In [334]:
import matplotlib.pyplot as plt
import scipy.stats as st
import seaborn as sns
import pandas as pd
import numpy as np
%matplotlib inline
train = pd.read_csv('train.csv', index_col='PassengerId')
test = pd.read_csv('test.csv', index_col='PassengerId')
In [3]:
train.head()
Out[3]:
In [4]:
train.info()
In [5]:
test.info()
In [362]:
plt.figure(1, figsize=(6, 6))
sns.barplot(x='Sex', y='Survived', data=train)
plt.show()
In [343]:
s_ages = train.loc[train['Survived'] == 1, 'Age'].dropna()
d_ages = train.loc[train['Survived'] == 0, 'Age'].dropna()
s_fares = train.loc[train['Survived'] == 1, 'Fare'].add(1).apply(np.log).dropna()
d_fares = train.loc[train['Survived'] == 0, 'Fare'].add(1).apply(np.log).dropna()
plt.figure(2, figsize=(12, 8))
plt.subplot(231)
sns.barplot(x='Pclass', y='Survived', data=train)
plt.subplot(234)
sns.barplot(x='Embarked', y='Survived', data=train)
plt.subplot(233)
sns.barplot(x='SibSp', y='Survived', data=train)
plt.subplot(236)
sns.barplot(x='Parch', y='Survived', data=train)
plt.subplot(232)
sns.distplot(d_ages, color='C0')
sns.distplot(s_ages, color='C1')
plt.subplot(235)
sns.distplot(d_fares, color='C0')
sns.distplot(s_fares, color='C1')
plt.show()
Here, we'll explore the features of the dataset. Since Sex
and PClass
are rather clear-cut and have been explored in many other kernels, we will not explore those for now. We'll explore the related features SibSp
and Parch
together, as a "family size" feature group.

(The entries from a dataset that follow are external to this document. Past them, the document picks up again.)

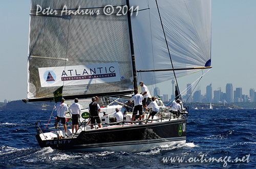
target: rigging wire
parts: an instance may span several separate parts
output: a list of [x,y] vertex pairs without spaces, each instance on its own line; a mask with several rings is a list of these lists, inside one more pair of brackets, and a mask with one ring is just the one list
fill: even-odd
[[[173,69],[174,69],[174,65],[173,64],[173,61],[172,60],[172,57],[170,57],[170,50],[169,50],[169,46],[168,45],[168,42],[167,41],[166,36],[165,35],[165,32],[164,31],[164,27],[163,27],[163,22],[162,21],[162,18],[161,17],[161,15],[160,15],[160,11],[159,11],[159,8],[158,7],[158,5],[157,4],[157,0],[156,0],[156,5],[157,5],[157,10],[158,11],[158,14],[159,15],[159,18],[160,19],[161,24],[162,25],[162,29],[163,30],[163,34],[164,34],[164,39],[165,39],[165,43],[166,44],[167,49],[168,50],[168,52],[169,53],[169,57],[170,58],[170,63],[172,63],[172,66],[173,67]],[[173,71],[174,71],[174,77],[175,78],[175,80],[176,81],[177,87],[177,88],[178,88],[177,89],[178,89],[178,92],[179,93],[179,94],[178,95],[180,95],[180,89],[179,89],[179,86],[178,85],[178,81],[177,80],[176,75],[175,74],[175,71],[174,70]],[[180,97],[180,99],[181,100],[181,97]]]

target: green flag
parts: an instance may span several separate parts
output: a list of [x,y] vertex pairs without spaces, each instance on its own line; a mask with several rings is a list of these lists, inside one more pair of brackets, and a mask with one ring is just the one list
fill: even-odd
[[54,97],[54,100],[55,103],[59,102],[62,101],[62,89],[63,86],[57,89],[54,92],[53,92],[53,97]]
[[159,99],[160,99],[161,100],[162,100],[162,99],[161,99],[161,97],[159,96],[159,95],[157,95],[157,97],[158,97]]

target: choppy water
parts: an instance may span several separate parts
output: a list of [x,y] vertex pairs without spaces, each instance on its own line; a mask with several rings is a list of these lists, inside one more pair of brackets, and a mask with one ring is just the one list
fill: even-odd
[[[40,120],[45,127],[51,112],[0,114],[1,168],[256,168],[255,110],[190,110],[185,144],[166,145],[139,153],[40,148],[35,137],[35,122]],[[225,167],[224,162],[205,162],[210,157],[225,156],[226,161],[230,157]],[[243,156],[244,162],[234,161]],[[183,162],[173,162],[168,158],[176,157],[184,158]],[[203,162],[192,161],[202,157]],[[164,162],[163,158],[169,160]]]

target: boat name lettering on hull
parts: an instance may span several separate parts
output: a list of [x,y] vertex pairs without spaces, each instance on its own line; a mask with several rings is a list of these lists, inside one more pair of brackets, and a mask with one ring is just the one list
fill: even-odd
[[57,145],[57,144],[69,144],[71,142],[71,139],[64,139],[64,140],[60,140],[58,141],[58,140],[55,140],[55,141],[48,141],[46,142],[46,145]]

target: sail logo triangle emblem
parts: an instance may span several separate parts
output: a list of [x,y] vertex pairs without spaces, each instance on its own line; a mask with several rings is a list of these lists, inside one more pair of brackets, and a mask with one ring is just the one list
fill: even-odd
[[46,81],[55,81],[53,77],[52,77],[52,75],[50,72],[48,73],[48,76],[47,76],[47,78],[46,79]]
[[44,74],[45,81],[48,83],[54,83],[56,80],[56,75],[51,70],[48,70]]

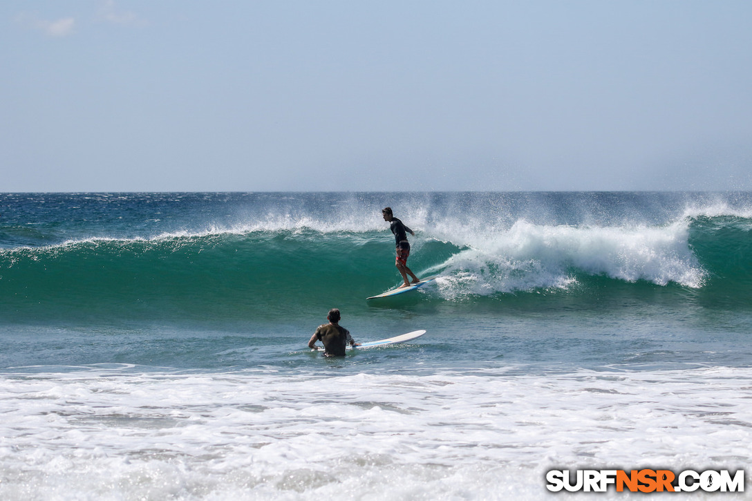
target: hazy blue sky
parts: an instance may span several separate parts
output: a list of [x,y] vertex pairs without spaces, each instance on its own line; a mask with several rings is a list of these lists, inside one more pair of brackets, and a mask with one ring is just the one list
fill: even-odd
[[0,191],[752,189],[752,2],[0,5]]

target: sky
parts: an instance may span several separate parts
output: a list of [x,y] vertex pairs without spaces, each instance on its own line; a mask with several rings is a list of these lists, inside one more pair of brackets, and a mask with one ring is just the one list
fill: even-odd
[[752,190],[749,0],[11,0],[0,192]]

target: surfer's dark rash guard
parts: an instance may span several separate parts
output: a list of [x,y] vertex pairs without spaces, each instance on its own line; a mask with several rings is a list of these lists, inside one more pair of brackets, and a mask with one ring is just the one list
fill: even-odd
[[397,247],[401,248],[410,248],[408,243],[408,232],[412,233],[412,230],[405,226],[402,221],[396,217],[393,217],[389,229],[394,233],[394,239]]
[[350,331],[341,326],[325,323],[316,329],[316,338],[324,344],[324,355],[344,357],[347,340],[352,339]]

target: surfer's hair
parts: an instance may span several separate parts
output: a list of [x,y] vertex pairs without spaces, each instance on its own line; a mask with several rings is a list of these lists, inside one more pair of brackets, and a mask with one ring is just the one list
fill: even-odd
[[326,318],[329,318],[330,322],[337,323],[342,316],[339,314],[338,308],[332,308],[329,310],[329,314],[326,315]]

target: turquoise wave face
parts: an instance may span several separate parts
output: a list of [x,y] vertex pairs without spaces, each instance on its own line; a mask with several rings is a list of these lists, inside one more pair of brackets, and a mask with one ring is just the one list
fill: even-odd
[[[400,281],[387,203],[416,230],[411,268],[441,278],[366,306]],[[0,322],[750,307],[749,195],[32,194],[0,206]]]
[[[688,298],[743,306],[750,228],[750,220],[720,217],[636,229],[522,224],[474,245],[417,238],[408,264],[441,278],[413,299],[471,309]],[[393,247],[384,232],[312,229],[18,247],[0,252],[0,314],[184,320],[362,308],[365,297],[399,282]]]

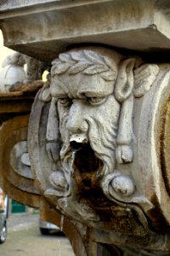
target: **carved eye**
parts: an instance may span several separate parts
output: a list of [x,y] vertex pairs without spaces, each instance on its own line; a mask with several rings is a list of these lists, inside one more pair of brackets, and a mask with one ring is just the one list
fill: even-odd
[[68,107],[71,104],[72,101],[69,97],[66,97],[59,99],[58,102],[60,102],[60,104],[61,104],[64,107]]
[[106,97],[88,97],[88,99],[91,105],[97,106],[105,102]]

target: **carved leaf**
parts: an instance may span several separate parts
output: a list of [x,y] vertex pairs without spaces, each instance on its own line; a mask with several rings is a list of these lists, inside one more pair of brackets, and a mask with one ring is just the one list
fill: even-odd
[[159,67],[156,64],[145,64],[137,68],[134,72],[135,97],[143,96],[152,86],[159,73]]
[[[104,61],[105,61],[105,64],[106,64],[110,69],[113,69],[113,67],[114,67],[114,68],[116,67],[113,67],[114,64],[109,60],[109,58],[107,58],[107,57],[105,57],[105,56],[104,56],[103,58],[104,58]],[[116,66],[116,65],[114,65],[114,66]]]
[[93,65],[83,71],[85,74],[95,74],[107,71],[108,67],[105,65]]
[[56,66],[54,74],[60,74],[65,73],[71,67],[71,63],[61,63]]
[[101,74],[101,78],[105,81],[113,81],[116,79],[116,73],[114,71],[105,72]]
[[82,52],[71,52],[71,59],[76,61],[85,61],[86,58],[82,55]]
[[103,60],[99,57],[99,55],[92,50],[84,50],[84,55],[90,61],[94,63],[104,64]]
[[80,61],[76,64],[75,64],[74,66],[72,66],[70,69],[69,69],[69,73],[70,74],[76,74],[82,70],[84,70],[87,67],[92,65],[91,62],[88,62],[88,61]]
[[71,56],[68,54],[60,54],[60,55],[59,55],[59,59],[62,62],[70,62],[70,61],[71,61]]

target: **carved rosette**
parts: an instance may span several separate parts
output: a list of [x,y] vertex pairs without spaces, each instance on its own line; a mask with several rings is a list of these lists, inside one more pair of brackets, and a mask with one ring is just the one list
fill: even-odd
[[101,230],[144,235],[148,219],[153,229],[160,216],[169,224],[169,67],[98,47],[60,54],[52,65],[29,125],[42,194]]

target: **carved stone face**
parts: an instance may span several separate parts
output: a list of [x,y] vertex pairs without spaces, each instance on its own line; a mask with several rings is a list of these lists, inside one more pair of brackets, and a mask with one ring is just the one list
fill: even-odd
[[60,155],[65,168],[68,167],[65,162],[71,165],[72,151],[88,145],[103,164],[98,175],[113,171],[120,113],[113,90],[114,81],[105,81],[99,73],[65,73],[52,79],[51,95],[58,99],[63,142]]

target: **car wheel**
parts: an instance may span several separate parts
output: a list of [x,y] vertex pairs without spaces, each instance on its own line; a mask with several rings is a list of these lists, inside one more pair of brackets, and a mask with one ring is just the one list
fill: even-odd
[[7,225],[4,223],[3,230],[0,233],[0,243],[3,243],[7,238]]
[[40,228],[40,232],[42,235],[49,235],[49,230]]

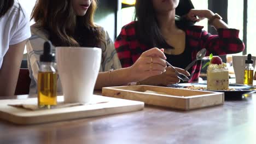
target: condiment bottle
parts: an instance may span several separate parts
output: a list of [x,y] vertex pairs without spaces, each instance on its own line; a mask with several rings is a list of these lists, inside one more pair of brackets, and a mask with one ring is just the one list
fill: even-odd
[[253,86],[253,60],[252,59],[252,55],[248,54],[247,59],[245,61],[246,66],[245,68],[243,84],[249,86]]
[[38,75],[38,105],[42,107],[57,105],[57,73],[53,67],[55,61],[51,52],[51,43],[44,44],[44,53],[40,56]]

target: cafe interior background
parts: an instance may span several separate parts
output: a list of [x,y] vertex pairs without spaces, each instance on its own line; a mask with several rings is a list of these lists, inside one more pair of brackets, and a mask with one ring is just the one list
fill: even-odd
[[[28,14],[31,13],[36,1],[36,0],[19,0]],[[181,0],[180,3],[187,1],[188,0]],[[256,45],[256,40],[254,38],[254,34],[256,33],[256,29],[254,28],[256,19],[255,13],[253,13],[256,1],[191,0],[191,2],[195,9],[208,9],[218,13],[230,28],[236,28],[240,30],[239,37],[243,41],[246,49],[242,52],[234,54],[235,55],[246,55],[248,53],[251,53],[253,56],[256,55],[256,52],[254,51],[254,46]],[[114,40],[119,34],[121,27],[133,20],[135,3],[136,0],[100,0],[95,20],[108,32],[110,38]],[[31,21],[31,25],[34,23],[33,21]],[[216,34],[216,30],[207,24],[206,20],[196,23],[196,25],[204,26],[203,29],[211,33]],[[26,55],[25,49],[21,67],[22,69],[27,68]],[[221,57],[223,61],[226,62],[229,66],[229,69],[231,73],[234,73],[232,55],[228,55]],[[209,60],[207,58],[203,60],[202,65],[208,61]],[[202,69],[200,77],[203,80],[206,80],[206,75],[204,74],[206,71],[206,68]],[[27,77],[29,79],[27,73]]]

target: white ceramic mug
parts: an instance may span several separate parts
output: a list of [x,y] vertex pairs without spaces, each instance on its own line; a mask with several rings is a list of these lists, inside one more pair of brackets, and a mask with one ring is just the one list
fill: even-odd
[[100,70],[101,52],[96,47],[56,47],[65,103],[90,102]]
[[[253,59],[253,67],[255,68],[256,57],[252,56]],[[247,56],[232,56],[234,71],[236,76],[236,83],[243,84],[243,75],[245,67],[245,61],[247,59]]]

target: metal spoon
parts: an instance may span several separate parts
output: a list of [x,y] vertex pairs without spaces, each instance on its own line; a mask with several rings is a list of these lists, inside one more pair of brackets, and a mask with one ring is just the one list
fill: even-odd
[[184,75],[184,74],[178,72],[171,64],[170,64],[167,61],[166,61],[166,63],[167,64],[171,67],[172,69],[173,69],[174,70],[175,70],[175,73],[177,75],[177,76],[178,77],[178,78],[179,78],[179,79],[182,80],[182,81],[189,81],[189,79],[185,75]]
[[191,62],[184,70],[189,70],[191,67],[193,66],[195,62],[198,60],[201,60],[205,56],[205,54],[206,54],[206,49],[202,49],[202,50],[200,50],[196,53],[196,59],[194,60],[192,62]]

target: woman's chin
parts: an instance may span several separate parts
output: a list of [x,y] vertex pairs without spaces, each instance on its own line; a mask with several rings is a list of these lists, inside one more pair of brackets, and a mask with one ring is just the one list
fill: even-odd
[[77,11],[77,12],[76,13],[77,13],[77,16],[84,16],[84,15],[86,14],[86,11],[87,11],[87,10]]

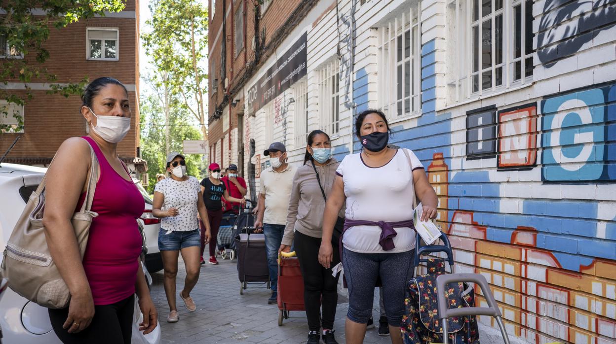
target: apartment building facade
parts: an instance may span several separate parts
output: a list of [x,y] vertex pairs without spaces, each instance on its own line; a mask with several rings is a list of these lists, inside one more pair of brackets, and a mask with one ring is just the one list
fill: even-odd
[[[36,12],[36,11],[35,11]],[[36,13],[34,14],[36,15]],[[0,43],[6,44],[0,38]],[[66,28],[50,28],[49,38],[44,47],[49,52],[49,59],[42,65],[55,74],[55,83],[79,82],[87,76],[94,80],[110,76],[122,82],[128,90],[132,113],[131,130],[118,144],[118,153],[129,167],[131,175],[139,178],[147,169],[145,161],[139,158],[139,28],[137,0],[128,0],[124,10],[107,13],[70,24]],[[20,58],[9,56],[10,49],[0,49],[2,59]],[[28,57],[26,57],[28,58]],[[33,62],[33,63],[36,63]],[[74,136],[88,132],[86,121],[81,114],[79,95],[65,98],[59,94],[47,94],[51,86],[43,79],[33,79],[24,85],[17,80],[9,81],[0,87],[12,94],[25,97],[25,87],[33,95],[23,106],[10,109],[17,111],[23,119],[23,130],[19,133],[0,134],[0,152],[4,153],[16,137],[21,139],[13,148],[5,162],[47,166],[62,143]],[[0,100],[0,106],[6,102]],[[14,119],[0,118],[4,123],[15,124]]]
[[616,343],[615,24],[603,0],[321,0],[268,38],[231,142],[254,194],[271,142],[301,164],[322,129],[341,160],[355,116],[382,110],[439,195],[455,270],[487,278],[509,334]]

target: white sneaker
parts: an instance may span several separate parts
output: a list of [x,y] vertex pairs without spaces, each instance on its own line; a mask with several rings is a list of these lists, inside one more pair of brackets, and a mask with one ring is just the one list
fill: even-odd
[[171,311],[167,316],[167,322],[177,322],[180,319],[180,315],[177,314],[177,311]]

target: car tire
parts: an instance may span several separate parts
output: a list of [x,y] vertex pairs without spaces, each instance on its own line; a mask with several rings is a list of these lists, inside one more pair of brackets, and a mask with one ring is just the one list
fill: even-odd
[[160,252],[145,256],[145,268],[150,273],[157,273],[163,270],[163,256]]

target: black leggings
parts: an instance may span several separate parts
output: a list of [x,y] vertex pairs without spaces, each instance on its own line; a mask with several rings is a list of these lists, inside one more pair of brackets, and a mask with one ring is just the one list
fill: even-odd
[[[308,328],[311,331],[318,331],[321,327],[320,311],[322,300],[323,328],[333,329],[336,306],[338,302],[338,277],[331,276],[331,269],[325,269],[318,263],[321,239],[295,231],[293,244],[304,278],[304,304],[308,318]],[[333,268],[340,262],[340,256],[338,244],[332,246],[334,248]]]
[[130,344],[134,308],[134,294],[115,303],[94,306],[94,318],[90,326],[76,334],[70,334],[62,328],[68,316],[68,307],[50,309],[49,320],[54,332],[64,344]]

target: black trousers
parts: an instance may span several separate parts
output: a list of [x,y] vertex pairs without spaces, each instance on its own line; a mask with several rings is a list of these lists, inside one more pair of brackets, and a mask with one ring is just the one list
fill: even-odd
[[[321,239],[295,231],[293,242],[304,278],[304,304],[308,318],[308,328],[311,331],[318,331],[321,327],[322,302],[323,328],[333,329],[338,302],[338,277],[331,276],[331,269],[325,269],[318,263]],[[332,268],[340,262],[338,243],[333,244]]]
[[62,328],[68,316],[68,307],[49,310],[49,320],[58,338],[64,344],[130,344],[135,295],[103,306],[94,306],[94,318],[84,330],[70,334]]

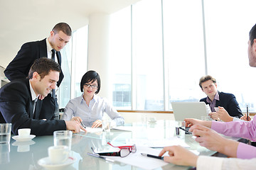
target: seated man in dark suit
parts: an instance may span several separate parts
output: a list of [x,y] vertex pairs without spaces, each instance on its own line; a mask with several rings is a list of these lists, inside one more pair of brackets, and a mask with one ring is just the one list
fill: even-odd
[[53,135],[55,130],[69,130],[79,132],[86,130],[77,121],[38,120],[41,107],[35,107],[39,95],[46,96],[56,87],[60,65],[43,57],[35,61],[28,79],[13,81],[0,89],[0,123],[12,124],[11,130],[18,135],[21,128],[31,128],[36,135]]
[[[204,101],[206,104],[209,104],[211,111],[210,117],[217,120],[217,114],[215,107],[219,107],[222,110],[225,109],[232,117],[241,118],[242,113],[239,107],[235,97],[232,94],[220,92],[217,90],[217,83],[215,79],[207,75],[202,76],[199,81],[199,86],[202,91],[207,95],[206,98],[201,98],[200,101]],[[229,117],[231,118],[231,117]],[[231,119],[222,120],[223,121],[232,121]]]

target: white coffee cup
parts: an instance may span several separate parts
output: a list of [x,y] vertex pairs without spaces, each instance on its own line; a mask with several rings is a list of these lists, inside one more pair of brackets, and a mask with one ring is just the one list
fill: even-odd
[[215,107],[214,109],[215,110],[216,112],[218,112],[218,110],[219,110],[219,108],[218,108],[218,107]]
[[29,128],[18,129],[18,134],[19,137],[29,137],[31,130]]
[[53,164],[64,163],[68,158],[68,147],[64,145],[52,146],[48,149],[50,161]]
[[111,120],[102,120],[102,126],[103,132],[110,132]]

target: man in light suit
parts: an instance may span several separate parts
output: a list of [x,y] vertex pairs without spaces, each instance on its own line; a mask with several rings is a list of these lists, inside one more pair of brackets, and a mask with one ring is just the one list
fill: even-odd
[[[61,66],[60,50],[69,42],[71,33],[71,28],[67,23],[59,23],[53,27],[48,38],[23,44],[17,55],[5,69],[6,76],[11,81],[26,78],[33,62],[41,57],[52,58],[53,57],[53,59],[55,59]],[[55,51],[52,52],[52,50],[54,50],[56,53]],[[60,86],[63,78],[64,75],[61,71],[59,81],[57,83],[58,86]],[[39,96],[38,99],[42,100],[43,97]],[[39,119],[58,119],[58,104],[57,98],[53,93],[46,96],[43,101],[40,101],[39,100],[36,105],[40,105],[38,107],[42,107]]]
[[[220,92],[217,90],[217,82],[215,79],[210,75],[202,76],[199,81],[199,86],[202,91],[207,95],[206,98],[201,98],[200,101],[203,101],[206,104],[209,104],[213,113],[210,114],[212,118],[216,119],[217,114],[214,109],[215,107],[220,106],[220,110],[224,108],[232,117],[238,118],[243,115],[239,107],[235,97],[232,94]],[[231,117],[228,117],[231,118]],[[223,120],[223,121],[232,121]]]
[[86,130],[77,121],[43,120],[40,107],[35,107],[39,96],[46,96],[56,87],[60,68],[50,59],[42,57],[31,66],[28,79],[13,81],[0,89],[0,123],[11,123],[11,130],[18,135],[21,128],[31,128],[36,135],[53,135],[55,130],[70,130],[79,132]]

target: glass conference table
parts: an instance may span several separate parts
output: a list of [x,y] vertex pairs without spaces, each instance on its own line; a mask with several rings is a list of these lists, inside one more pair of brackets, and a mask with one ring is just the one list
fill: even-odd
[[[84,132],[73,134],[71,153],[75,162],[60,169],[142,169],[135,166],[120,163],[109,162],[102,159],[89,156],[91,147],[100,149],[111,147],[107,143],[126,144],[127,141],[157,141],[176,137],[175,121],[158,120],[156,123],[136,123],[127,124],[130,131],[111,129],[110,132]],[[191,135],[181,137],[189,145],[188,149],[202,155],[213,155],[215,152],[201,147]],[[18,142],[11,138],[10,144],[2,146],[0,154],[0,169],[46,169],[38,164],[38,161],[48,157],[48,148],[53,145],[53,137],[36,137],[28,142]],[[158,148],[161,150],[161,148]],[[132,154],[132,153],[131,153]],[[190,169],[193,167],[176,166],[168,164],[155,169]]]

Due to the large amount of missing values for Age
, we will explore it last - after looking at the other features, we may come up with strategies for imputation.
Finally, we'll create several derived features if necessary.
In [351]:
train['Name'].head()
Out[351]:
The names look very consistently formatted, in the form of (last), (title). (first) (middle) Since there are only a handful of distinct titles (versus the largely unique names), we'll extract this information:
In [352]:
train['Title'] = train['Name'].str.extract('\,\s(.*?)[.]', expand=False)
print(train['Title'].unique())
In [353]:
test['Title'] = test['Name'].str.extract('\,\s(.*?)[.]', expand=False)
print(test['Title'].unique())
To start with, let's get an idea of how many passengers are holding each title.
In [366]:
plt.figure(3, figsize=(14, 4))
plt.subplot(121)
sns.countplot(train.loc[train['Sex'] == 'female', 'Title'])
plt.subplot(122)
sns.countplot(train.loc[train['Sex'] == 'male', 'Title'])
plt.show()
The low number of most of the titles suggest grouping up the more esoteric ones. We'll do so as follows (there are no hard rules, so we'll use some judgment):
For 'Ms.', we'll look at the woman's age, and also check her party.
In [121]:
train[train['Title'] == 'Ms']
Out[121]:
Since she is relatively young and traveling alone, we'll throw her in with the "Miss" group.
In [359]:
title_map = {'Mr': 'Mr',
'Mrs': 'Mrs',
'Miss': 'Miss',
'Master': 'Master',
'Dr': 'Dr',
'Rev': 'Rev',
'Don': 'mnoble',
'Sir': 'mnoble',
'Jonkheer': 'mnoble',
'Lady': 'fnoble',
'the Countess': 'fnoble',
'Dona': 'fnoble',
'Col': 'mil',
'Capt': 'mil',
'Major': 'mil',
'Mme': 'Mrs',
'Mlle': 'Miss',
'Ms': 'Miss'}
train['AdjTitle'] = train['Title'].map(title_map)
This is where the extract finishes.